Three persons, all middle aged, were overheard in dialogue.

"I've accomplish just about every vocational and financial goal I set for myself during this first half of my life, yet I'm not sure success means anything."

"As for me, I've been working hard all my life, and I've got nothing much to show for it. I'm sick of it!"

"I'm not even in control of my emotions anymore. When I feel terrible, which is much of the time now, I'm either mean to others, self-loathing, or filled with anxiety. It's not good."

These are expressions of the three most typical kinds of mid-life crises. They are questions that can't be easily answered: in midlife we question our purpose--the meaning of life; the fairness of life; and why we do bad or stupid things when we want to be good. Midlife is fundamentally about finding some integrity in our lives. Can we affirm life when it doesn't look as rosy as we once thought it could be?

When Jesus cried out "My God, my God, why hast Thou forsaken me?" he was giving words to the inward protest of everyone's midlife experience. Part of midlife is the inability to avoid suffering, unfairness, and doubt. We just can't ignore it anymore. Jesus' own response to this protest was a new perspective. He next said, "It is finished," which means it is enough; it is completed. Jesus, moving out of despair, had a vision of the integrity of his life, and his final statement from the cross--"Into Thy hands I commend my spirit"--contains the answer to the question of integrity.

Integrity is not about fairness. It is about living in the hands of God. What does that mean? It means that we are open to possibilities that our lives are meant for a higher purpose, and that our selfish desire for recognition or success is not nearly as important as the sacrifice that will be required of us when we truly answer God's call. That call might be of obvious importance, or it might be answered in secret, but our task at all ages is to be ready. If all you are called to do is to pick up a child who is hurt, then if you can join Jesus in commending yourself to God, you can also join Jesus in his vision of the completeness of his work. Our purpose on earth is not grand--not even if we become President.
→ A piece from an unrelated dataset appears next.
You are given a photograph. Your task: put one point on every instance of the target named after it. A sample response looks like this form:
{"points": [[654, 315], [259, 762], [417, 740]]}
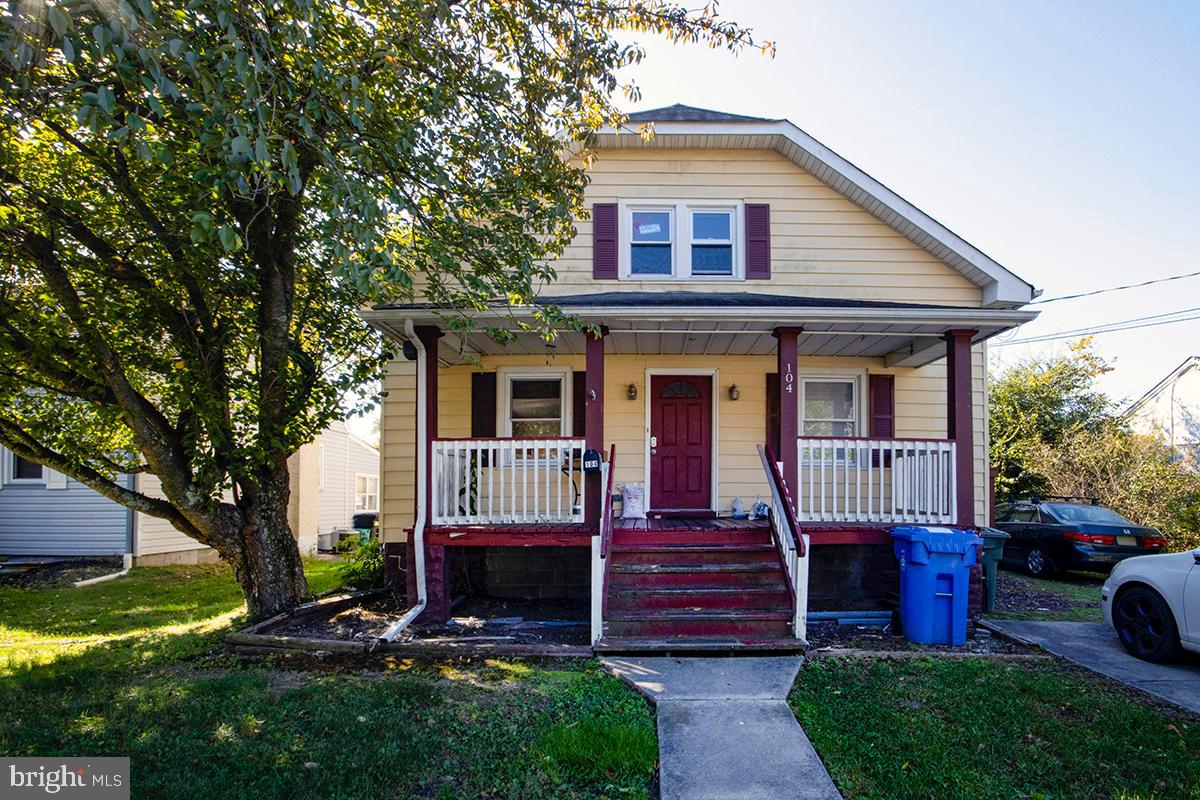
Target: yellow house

Our purpose is to commend ourselves humbly to God.

Yet even when we can affirm life despite doubts, unfairness, and suffering, we still run into the question-- How did we get the capacity to be evil, and how do we manage to rise above it? Carl Jung called this the encounter with one's shadow--the dark side of one's self.

One of the most profound paradoxes of the Bible stories is that those who would be our exemplars of the faith were, at one time, very sinful men and women. Jacob, a swindler, was named Israel. King David murdered Uriah, Bathsheba's husband. Solomon created a system of slavery. Peter denied Jesus three times. Paul was an accomplist to the unjust execution of Stephen. We are not called to be perfect. We are called to repent and to know that, but for the grace of God, we can do some terrible things.

The answer to the encounter with one's shadow is humility in recognizing our evil side, and the subsequent inability to be judgmental. And without judgmentalism, we can become filled with God's grace.

Midlife is a tough time, for when faced with the inevitable decline towards death, we encounter some tough questions. The answers--or the responses--are to be found in getting off our high horse and accepting the fact that our success or recognition is not what connects us to the grace of God. Instead, we walk with God when we humbly prostrate ourselves before the God who accepts us just as we are.